An admission chest x-ray shows some left lower lobe atelectasis but was otherwise clear. An electroc shows interventricular conduction delay but no acute ischemic changes. There is evidence of old inferior wall myocardial infarction. Admission labs are unremarkable.

HOSPITAL COURSE

A repeat echocardiogram showed an ejection fraction of approximately 25% with moderate mitral regurgitation. This was not evident on ventriculogram at catheterization, however. Left ventricular end diastolic pressure at catheterization was 24 with a wedge of 25. After consultation with the patient, the decision was made to proceed with coronary artery bypass, albeit at slightly increased risk.
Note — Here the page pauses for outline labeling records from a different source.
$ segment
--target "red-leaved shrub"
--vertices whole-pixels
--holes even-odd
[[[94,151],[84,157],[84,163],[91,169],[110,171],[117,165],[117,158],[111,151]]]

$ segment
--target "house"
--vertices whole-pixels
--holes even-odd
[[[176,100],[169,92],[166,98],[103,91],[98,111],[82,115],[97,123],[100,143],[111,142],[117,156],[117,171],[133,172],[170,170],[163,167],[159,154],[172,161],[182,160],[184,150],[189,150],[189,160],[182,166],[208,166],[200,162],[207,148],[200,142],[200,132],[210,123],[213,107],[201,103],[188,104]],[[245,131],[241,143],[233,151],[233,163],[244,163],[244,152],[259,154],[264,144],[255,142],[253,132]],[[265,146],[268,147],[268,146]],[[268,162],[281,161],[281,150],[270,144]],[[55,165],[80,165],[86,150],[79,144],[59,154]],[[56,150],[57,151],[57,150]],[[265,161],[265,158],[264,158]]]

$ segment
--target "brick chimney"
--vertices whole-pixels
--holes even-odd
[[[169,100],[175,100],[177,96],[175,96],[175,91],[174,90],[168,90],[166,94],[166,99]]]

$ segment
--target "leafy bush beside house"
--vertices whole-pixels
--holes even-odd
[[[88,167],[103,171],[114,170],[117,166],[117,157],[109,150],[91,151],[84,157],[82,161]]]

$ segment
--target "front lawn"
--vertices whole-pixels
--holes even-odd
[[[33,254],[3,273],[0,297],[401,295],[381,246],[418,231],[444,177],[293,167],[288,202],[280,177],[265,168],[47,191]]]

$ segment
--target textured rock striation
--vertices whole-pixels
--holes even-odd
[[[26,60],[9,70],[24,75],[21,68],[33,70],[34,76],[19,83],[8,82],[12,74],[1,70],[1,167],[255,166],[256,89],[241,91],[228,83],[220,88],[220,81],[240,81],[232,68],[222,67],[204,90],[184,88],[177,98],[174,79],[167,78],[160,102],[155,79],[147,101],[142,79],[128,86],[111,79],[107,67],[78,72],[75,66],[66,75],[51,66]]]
On 8/14/95, the patient underwent the procedure described above. All targets were of reasonable caliber and quality, and the conduit was of good quality. She was weaned from bypass without difficulty and there was no evidence of perioperative myocardial injury.

She was extubated on the first postoperative day and transferred to the routine care ward. There, she progressed at a moderately slow pace through postoperative physical rehabilitation. Her postoperative course was complicated by drainage from the lower portion of her sternal incision. The drainage was, however, clear, and gram stain was unremarkable. This was treated with frequent dressing changes and it subsequently healed up and did not require operative intervention. She also developed cellulitis in her left lower extremity that proved very refractory to treatment. After no resolution with IV Ancef, she was switched to Vancomycin. This, in conjunction with continuous elevation, resulted in some improvement; however, the cellulitis persisted. No fluctuance or drainage from the wound was present. An Infectious Disease consultation was obtained and they recommended IV Oxacillin. With IV Oxacillin and bedrest to ensure continuous elevation, the cellulitis slowly resolved. By postoperative day #23, the erythema had resolved and she was approved for discharge. At the time of discharge, she was ambulating well on flat ground and maintaining good hemodynamic response to exercise and adequate arterial oxygen saturations on room air. The erythema was all but gone in her left lower extremity, and her sternal incision was well healed without evidence of drainage.

MEDICATIONS ON DISCHARGE

1. Albuterol, 2 puffs q.d.
2. Ascriptin, 325 mg p.o. q.d.
3. Atenolol, 25 mg p.o. q.d.
4. Niferex, 150 mg p.o. q.d.
5. Colace, 100 mg p.o. b.i.d.
6. Keflex, 500 mg q.i.d. for an additional 10 days

DISPOSITION

The patient is being transferred for additional rehabilitation at the Mariner Healthcare Facility in Sassaquin.

FOLLOW-UP

She will be seen in one month for routine postoperative evaluation.